Comment 31 for bug 1271513

Revision history for this message
In , Kwilson-r (kwilson-r) wrote :

Thank you for the information.

>“The main purpose of certificates issued by FNMT-RCM Certification Authority
> is user identity authentication nor digitally sign and/or encryption email
> messages. The email is only used as contact method to send information to
>users”.
Then the requested trust bits should not include email (S/MIME). The requested trust bits should only be websites (SSL/TLS) and Code Signing. Do you agree?

In regards to the existing audit, I have submitted a request via the BSI website to verify the authenticity of the audit statement as per Mozilla policy. Once the old audit is verified, I think we can proceed with evaluation of this request.

The existing audit has expired, so an updated audit will probably be needed before final inclusion.

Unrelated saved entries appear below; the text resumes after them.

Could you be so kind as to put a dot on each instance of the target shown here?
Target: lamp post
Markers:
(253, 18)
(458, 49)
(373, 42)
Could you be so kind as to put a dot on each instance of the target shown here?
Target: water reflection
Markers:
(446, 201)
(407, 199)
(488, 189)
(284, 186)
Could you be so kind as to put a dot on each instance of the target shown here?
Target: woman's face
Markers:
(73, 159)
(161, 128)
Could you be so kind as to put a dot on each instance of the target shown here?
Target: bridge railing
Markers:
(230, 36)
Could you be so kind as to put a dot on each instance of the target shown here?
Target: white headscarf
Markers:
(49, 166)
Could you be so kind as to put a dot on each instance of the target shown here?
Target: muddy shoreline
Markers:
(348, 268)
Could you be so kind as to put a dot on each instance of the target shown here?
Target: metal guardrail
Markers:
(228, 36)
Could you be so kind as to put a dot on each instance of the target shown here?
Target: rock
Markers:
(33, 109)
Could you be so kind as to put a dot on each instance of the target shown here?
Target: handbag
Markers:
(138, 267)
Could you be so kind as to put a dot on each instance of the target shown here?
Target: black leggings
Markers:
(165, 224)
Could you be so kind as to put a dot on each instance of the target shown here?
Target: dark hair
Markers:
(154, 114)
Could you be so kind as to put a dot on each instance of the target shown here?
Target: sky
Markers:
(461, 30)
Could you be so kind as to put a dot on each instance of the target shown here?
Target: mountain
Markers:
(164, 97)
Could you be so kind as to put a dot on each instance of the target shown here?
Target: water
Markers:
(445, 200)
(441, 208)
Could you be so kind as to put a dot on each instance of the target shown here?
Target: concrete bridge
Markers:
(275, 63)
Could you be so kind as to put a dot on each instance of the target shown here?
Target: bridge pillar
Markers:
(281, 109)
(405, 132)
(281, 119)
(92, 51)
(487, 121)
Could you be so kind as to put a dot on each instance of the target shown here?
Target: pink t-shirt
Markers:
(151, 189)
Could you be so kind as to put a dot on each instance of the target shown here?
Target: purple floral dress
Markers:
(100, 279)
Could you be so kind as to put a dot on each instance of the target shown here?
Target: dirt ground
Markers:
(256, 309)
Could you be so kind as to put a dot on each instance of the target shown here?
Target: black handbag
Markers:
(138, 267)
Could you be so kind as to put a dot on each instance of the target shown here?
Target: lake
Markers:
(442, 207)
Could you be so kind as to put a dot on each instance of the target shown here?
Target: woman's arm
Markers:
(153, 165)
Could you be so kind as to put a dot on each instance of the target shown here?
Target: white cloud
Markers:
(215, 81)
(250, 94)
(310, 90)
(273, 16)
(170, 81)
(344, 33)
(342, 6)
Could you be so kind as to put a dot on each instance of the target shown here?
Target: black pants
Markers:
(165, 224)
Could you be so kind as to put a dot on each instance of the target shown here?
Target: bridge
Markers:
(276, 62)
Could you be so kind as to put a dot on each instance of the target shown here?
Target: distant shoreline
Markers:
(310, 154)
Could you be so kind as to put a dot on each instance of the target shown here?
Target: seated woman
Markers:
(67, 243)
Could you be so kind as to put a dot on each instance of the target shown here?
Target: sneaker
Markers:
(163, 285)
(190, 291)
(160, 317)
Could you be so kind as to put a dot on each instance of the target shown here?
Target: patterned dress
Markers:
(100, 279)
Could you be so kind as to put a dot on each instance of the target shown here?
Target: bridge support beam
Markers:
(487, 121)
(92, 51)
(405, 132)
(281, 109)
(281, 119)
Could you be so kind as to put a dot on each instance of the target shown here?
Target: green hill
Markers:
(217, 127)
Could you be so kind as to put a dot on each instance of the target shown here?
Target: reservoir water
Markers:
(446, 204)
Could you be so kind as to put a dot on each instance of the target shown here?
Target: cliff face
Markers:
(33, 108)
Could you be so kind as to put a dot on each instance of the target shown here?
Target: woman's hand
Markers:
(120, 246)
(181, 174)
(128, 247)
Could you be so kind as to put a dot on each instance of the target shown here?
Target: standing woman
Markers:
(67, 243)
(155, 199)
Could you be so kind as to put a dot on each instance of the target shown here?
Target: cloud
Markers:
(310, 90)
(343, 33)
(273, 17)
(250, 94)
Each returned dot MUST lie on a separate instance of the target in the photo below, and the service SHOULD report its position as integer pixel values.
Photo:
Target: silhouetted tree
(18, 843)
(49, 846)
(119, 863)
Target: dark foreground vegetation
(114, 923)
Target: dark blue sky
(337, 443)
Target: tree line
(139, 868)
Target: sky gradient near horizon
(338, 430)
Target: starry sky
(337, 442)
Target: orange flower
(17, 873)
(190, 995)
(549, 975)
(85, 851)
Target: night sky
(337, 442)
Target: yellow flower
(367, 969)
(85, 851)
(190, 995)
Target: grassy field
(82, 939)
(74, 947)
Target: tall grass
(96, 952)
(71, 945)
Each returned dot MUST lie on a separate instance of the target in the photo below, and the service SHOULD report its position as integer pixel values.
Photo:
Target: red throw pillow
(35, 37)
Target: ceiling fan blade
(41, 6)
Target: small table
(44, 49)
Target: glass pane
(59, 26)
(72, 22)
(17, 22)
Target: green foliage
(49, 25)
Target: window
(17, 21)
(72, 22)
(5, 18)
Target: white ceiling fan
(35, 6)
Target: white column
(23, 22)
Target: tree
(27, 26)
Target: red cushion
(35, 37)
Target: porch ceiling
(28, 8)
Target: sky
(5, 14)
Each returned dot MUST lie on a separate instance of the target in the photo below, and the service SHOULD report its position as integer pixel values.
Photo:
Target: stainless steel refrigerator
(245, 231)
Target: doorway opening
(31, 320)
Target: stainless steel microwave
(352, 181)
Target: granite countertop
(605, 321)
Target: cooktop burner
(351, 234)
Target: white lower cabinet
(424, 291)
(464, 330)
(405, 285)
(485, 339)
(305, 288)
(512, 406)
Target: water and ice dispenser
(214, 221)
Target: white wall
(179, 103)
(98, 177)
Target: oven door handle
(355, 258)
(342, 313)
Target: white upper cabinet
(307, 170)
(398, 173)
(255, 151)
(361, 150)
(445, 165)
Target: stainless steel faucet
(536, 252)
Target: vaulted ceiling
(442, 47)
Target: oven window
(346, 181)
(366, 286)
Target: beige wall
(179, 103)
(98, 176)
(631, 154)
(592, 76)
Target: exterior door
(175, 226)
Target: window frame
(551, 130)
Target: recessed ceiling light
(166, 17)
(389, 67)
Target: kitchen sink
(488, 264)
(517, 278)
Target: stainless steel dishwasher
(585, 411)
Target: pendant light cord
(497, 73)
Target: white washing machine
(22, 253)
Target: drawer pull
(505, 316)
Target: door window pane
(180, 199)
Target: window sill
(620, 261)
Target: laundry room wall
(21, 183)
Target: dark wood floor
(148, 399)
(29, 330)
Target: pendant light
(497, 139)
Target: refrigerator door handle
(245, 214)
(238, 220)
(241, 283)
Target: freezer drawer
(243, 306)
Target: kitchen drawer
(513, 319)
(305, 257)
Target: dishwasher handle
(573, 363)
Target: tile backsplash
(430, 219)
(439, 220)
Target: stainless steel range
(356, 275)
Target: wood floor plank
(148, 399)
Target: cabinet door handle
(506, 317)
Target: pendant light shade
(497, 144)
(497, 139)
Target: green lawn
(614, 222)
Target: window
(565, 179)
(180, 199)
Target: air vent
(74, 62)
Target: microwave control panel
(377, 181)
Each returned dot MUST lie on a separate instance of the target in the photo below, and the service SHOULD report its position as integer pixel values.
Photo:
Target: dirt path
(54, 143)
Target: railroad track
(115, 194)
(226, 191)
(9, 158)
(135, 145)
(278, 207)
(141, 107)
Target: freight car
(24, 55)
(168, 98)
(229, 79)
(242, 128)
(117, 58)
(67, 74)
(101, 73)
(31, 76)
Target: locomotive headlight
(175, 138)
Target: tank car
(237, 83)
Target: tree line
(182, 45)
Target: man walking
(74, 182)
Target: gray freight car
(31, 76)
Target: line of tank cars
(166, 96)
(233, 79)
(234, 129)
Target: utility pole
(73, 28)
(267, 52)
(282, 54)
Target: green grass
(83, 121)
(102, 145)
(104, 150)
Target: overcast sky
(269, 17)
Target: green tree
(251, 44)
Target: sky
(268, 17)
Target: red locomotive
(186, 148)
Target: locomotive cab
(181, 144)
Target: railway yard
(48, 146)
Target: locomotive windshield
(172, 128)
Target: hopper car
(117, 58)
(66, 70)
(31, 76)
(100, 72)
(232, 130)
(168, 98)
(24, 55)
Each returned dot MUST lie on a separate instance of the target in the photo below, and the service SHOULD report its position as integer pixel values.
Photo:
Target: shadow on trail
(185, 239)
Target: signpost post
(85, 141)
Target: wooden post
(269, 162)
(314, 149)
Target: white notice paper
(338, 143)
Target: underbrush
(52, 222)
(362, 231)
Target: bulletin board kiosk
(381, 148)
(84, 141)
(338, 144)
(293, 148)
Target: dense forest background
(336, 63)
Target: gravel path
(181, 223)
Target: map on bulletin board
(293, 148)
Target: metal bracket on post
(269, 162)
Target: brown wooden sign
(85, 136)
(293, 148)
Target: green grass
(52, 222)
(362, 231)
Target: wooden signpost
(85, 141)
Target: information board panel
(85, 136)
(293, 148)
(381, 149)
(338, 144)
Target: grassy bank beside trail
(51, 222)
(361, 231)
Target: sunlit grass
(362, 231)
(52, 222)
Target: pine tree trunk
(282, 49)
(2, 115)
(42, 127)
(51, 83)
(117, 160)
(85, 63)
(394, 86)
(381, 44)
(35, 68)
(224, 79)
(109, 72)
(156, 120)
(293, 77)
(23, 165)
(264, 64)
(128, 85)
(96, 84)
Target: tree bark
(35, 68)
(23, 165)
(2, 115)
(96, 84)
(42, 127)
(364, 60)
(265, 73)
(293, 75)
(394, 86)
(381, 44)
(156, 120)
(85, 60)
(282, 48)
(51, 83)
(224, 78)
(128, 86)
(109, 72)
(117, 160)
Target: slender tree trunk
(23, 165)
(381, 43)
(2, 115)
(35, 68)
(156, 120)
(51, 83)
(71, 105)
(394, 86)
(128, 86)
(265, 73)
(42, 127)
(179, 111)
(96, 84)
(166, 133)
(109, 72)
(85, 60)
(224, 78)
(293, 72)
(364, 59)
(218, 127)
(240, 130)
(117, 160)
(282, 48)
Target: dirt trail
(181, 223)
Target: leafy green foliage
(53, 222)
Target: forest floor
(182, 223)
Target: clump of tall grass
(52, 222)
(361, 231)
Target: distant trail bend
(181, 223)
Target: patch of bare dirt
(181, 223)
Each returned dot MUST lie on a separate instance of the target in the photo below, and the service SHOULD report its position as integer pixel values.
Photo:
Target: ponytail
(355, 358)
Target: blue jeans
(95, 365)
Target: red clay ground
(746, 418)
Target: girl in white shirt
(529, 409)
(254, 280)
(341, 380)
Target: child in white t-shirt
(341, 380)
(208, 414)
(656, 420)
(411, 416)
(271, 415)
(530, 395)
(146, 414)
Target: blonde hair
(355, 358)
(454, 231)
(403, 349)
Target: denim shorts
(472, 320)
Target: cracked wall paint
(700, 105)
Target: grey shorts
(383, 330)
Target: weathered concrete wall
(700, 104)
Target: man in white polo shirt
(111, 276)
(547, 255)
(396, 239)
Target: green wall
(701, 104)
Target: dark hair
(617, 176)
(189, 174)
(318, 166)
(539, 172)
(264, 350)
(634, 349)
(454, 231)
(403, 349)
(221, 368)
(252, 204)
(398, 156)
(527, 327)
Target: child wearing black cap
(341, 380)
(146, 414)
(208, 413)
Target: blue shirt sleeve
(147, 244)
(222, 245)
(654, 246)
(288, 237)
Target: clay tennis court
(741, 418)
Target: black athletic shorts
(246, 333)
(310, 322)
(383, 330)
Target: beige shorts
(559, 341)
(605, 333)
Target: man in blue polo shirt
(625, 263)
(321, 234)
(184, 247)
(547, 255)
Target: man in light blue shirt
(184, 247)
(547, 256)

>Long-Lived Domain-Validated SSL certs
>“DV certificates issued by FNMT-RCM CA has four year of validity period. Do
>you mind that four years is very large? In any case, we only issue DV
>certificates to very contrasted legal entities (public or private)”.
I am not sure what “contrasted legal entities” means.
This is only a concern for SSL certs in which the identity or organization of the owner of the certificate has not been verified. If you issue 4-year certs in which only the domain name has been verified, then the certs are subject to the issue described in
https://wiki.mozilla.org/CA:Problematic_Practices#Long-lived_DV_certificates

>“The CRLs issued by FNMT-RCM CA have the CRL Issuing Distribution Point
>extension flagged as critical as X509 recommends.”
This is problematic because Firefox will return the error code ffffe095 when attempting to load a CRL with the critical CIDP. It is highly recommended that you don’t make this extension critical until this has been resolved in Firefox, which is still TBD.